Value-Based Insurance Design (V-BID) - hailed as a "game changer" by the National Coalition on Health Care - refers to insurance designs that cary consumer cost-sharing to distinguish between high-value and low-value health care services and providers. V-BID entails (1) reducing financial barriers that deter use of evidence-based services and high-performing providers, and (2) imposing disincentives to discourage use of low-value care. Through the incoporation of greater clinical nuance in benefit design, payers, purchasers, taxpayers, and consumers can attain more health for every dollar spent. The University of Michigan Center for V-Bid leads in research development, and advocacy for innovative health benefits plans and payment reform initatives.
Connecticut Seeks to Improve Health and Contain Costs
The state of Connecticut faced a projected budget gap of $3.8 billion in fiscal year 2012, and state employees were asked to help address the shortfall. The Governor's Office and a coalition of unions representing state employees met throughout 2011 to discuss a wide range of topics, including the health plan covering active and retired state employees. The parties focused health care discussions on possibilities for improving health as a means to control long-term costs. Discussions involving unions, the Governor's representatives, and the Connecticut Office of the State Comptroller led to the October 2011 lunach of an uncommonly innovative initiative - the Health Enhancement Program (HEP).

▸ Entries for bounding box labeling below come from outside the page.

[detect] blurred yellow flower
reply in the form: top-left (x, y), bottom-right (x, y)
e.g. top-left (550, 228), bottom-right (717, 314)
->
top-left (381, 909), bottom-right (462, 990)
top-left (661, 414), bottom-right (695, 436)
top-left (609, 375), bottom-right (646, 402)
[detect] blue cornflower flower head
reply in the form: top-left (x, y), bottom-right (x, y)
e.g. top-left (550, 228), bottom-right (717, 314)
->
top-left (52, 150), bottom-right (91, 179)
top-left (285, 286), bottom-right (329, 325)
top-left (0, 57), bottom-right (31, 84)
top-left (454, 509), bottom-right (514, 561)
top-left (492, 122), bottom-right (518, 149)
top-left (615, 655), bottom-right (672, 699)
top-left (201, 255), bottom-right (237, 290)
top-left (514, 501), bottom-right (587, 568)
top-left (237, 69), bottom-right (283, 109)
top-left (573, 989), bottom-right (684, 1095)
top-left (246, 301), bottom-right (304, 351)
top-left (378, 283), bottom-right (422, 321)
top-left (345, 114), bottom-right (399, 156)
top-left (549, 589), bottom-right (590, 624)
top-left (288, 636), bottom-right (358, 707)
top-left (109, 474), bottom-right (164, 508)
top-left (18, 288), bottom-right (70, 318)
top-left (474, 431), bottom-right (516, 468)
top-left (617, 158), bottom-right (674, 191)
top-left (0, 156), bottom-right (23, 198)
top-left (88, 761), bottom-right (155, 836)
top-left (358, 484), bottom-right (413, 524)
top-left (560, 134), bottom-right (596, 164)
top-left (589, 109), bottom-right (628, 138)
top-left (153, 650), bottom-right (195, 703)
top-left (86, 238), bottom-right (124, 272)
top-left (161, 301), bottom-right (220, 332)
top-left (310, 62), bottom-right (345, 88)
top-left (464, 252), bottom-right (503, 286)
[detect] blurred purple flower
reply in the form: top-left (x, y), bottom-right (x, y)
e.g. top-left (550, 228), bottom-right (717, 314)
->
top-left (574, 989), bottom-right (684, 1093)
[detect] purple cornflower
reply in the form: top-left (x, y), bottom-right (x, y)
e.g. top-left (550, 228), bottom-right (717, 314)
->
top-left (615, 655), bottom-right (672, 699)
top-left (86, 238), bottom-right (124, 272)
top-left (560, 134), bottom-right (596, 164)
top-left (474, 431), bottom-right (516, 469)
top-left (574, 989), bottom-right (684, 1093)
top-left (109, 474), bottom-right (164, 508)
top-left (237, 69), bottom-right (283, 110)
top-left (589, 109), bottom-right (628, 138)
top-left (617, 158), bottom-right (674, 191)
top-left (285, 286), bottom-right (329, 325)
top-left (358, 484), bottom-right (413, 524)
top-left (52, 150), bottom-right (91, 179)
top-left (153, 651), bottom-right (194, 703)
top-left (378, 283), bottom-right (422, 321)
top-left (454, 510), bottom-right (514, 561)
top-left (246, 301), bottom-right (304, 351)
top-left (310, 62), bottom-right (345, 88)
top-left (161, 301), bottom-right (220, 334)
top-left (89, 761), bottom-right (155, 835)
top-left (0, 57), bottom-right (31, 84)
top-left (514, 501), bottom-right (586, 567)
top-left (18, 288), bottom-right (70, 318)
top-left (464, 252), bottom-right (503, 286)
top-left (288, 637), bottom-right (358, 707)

Given the new and central role of beneficiary accountability in this novel plan design, preliminary versions were carefully scrutinized and modified. Shortly after union ratification, open enrollment took place in October 2011. As designed and implemented, HEP incorporates clinically-nuanced elemnts of V-BID eliminating barriers to specified evidence-based clinical services based on beneficiary demographics and medical history. This brief highlights some of HEP's key features as well as early results and lessons learned.